Local Leadership Opportunities

  • Mess President – organising events and facilities in the mess for junior doctors
  • Trainee Representative – liaising with seniors in the medical education team or trust to raise concerns from junior doctors. Usually, there is one for each grade.
  • Local Negotiating CommitteeLNC which is usually easy to get into for BMA members
  • “Champions/Leaders” – often in things like QI, antimicrobials, VTE, sepsis and other clinical activities. You’ll see them advertised in hospitals.
  • Sports captain – e.g. in your local university or hospital team. Could be a regional or national sport but usually, this is uncommon.
  • Society in Medical School – being part of the committee. Could be a regional or national society
  • Non-medical societies or charities – if you do some voluntary work for your local community or in creative arts

National or Regional Leadership Opportunities

Being an effective leader

Show an interest
It helps when you know your team members by name & that you understand their hobbies and/or plans for the weekend. It helps break the ice & helps you feel more comfortable approaching them. Bringing in baked goods really helps get the conversation flowing!

Socialise with team members
Getting coffee/lunch together, or organising socials after work, provides an opportunity to help you all get to know each other. This can help you be more effective as a team and understand where each other are coming from.

Be courteous & supportive
Look out for your colleagues & recognise their contributions. Being appreciative goes a long way & recognising that a colleague might be struggling & helping them goes even further. Aim to always have a debrief after difficult situations or unwell patients, as spending time on reflection can be cathartic but also a great learning opportunity. Remember that you are working with your multidisciplinary team, therefore reminding them that you’re all working towards providing the best care for your patient can be really effective.

Ensure you ask for help & be responsible
Remember you are not expected to know everything, but instead support and motivate people. As long as you take the time to listen and help colleagues, they will respect you as a leader. Never be afraid to call on people to help you – this is much better than making a mistake.

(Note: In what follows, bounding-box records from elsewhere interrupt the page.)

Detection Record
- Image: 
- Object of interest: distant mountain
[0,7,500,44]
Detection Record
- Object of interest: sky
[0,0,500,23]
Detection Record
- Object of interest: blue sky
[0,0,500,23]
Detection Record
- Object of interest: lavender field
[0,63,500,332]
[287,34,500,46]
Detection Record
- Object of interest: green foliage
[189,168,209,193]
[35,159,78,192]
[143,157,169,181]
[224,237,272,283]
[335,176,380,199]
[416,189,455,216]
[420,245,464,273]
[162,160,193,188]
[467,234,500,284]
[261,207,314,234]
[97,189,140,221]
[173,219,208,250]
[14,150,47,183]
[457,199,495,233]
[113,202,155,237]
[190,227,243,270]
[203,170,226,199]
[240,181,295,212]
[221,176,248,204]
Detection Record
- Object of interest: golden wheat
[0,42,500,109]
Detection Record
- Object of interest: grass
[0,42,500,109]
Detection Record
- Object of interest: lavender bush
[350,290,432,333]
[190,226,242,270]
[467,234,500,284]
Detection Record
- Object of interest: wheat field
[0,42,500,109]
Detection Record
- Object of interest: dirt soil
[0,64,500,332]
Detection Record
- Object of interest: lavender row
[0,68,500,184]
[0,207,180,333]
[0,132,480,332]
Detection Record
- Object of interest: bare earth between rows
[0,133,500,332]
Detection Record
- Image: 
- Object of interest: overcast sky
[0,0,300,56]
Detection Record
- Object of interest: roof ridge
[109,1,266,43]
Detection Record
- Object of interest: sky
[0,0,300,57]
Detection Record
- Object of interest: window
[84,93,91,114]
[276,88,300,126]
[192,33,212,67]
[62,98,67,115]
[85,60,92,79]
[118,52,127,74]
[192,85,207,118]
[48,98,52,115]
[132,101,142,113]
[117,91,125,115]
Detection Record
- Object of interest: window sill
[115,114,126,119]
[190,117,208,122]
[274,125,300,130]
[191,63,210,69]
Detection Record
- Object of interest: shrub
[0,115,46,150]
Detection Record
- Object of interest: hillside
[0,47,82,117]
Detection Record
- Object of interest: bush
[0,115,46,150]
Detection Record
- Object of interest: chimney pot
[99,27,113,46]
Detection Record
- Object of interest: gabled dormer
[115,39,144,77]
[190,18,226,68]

Avoid arrogance & being overly critical
This will get you in trouble or mark you out as someone irritating to work with. The result is people are not motivated to listen to you or help you. Here is further advice on how to manage difficult colleagues and what to do when you disagree with them – however, the key is to be diplomatic.

Avoid micromanaging
It is easy to want to control everything to ensure it gets done to the standard you want. However, this quickly leads to burnout and will annoy your colleagues. Giving them space to work in their own way is important, but ensure you are present should they need support. More importantly, provide them with some responsibility under supervision so they can grow: allowing students to clerk patients, allowing your F1 to assess an unwell patient etc.

Ensure you delegate well
Consider the skills and motivation of your team, but also their personal workload and their development needs. When delegating you are not getting rid of work, but providing an opportunity for team members to develop their skills and learn. As the leader, it is important you provide oversight and that you support those with difficulties.

Final take-home messages

  • Communication is key!
  • Build trust through honesty, being supportive and setting an example
  • Remember never to underestimate your role as a leader (just because you’re junior)
  • Take every opportunity you can to take on leadership roles during foundation training and develop your skills. Your leadership responsibilities will increase as you become more senior and you should be pro-active in trying to be the most effective leader you can be, whatever stage of training you are.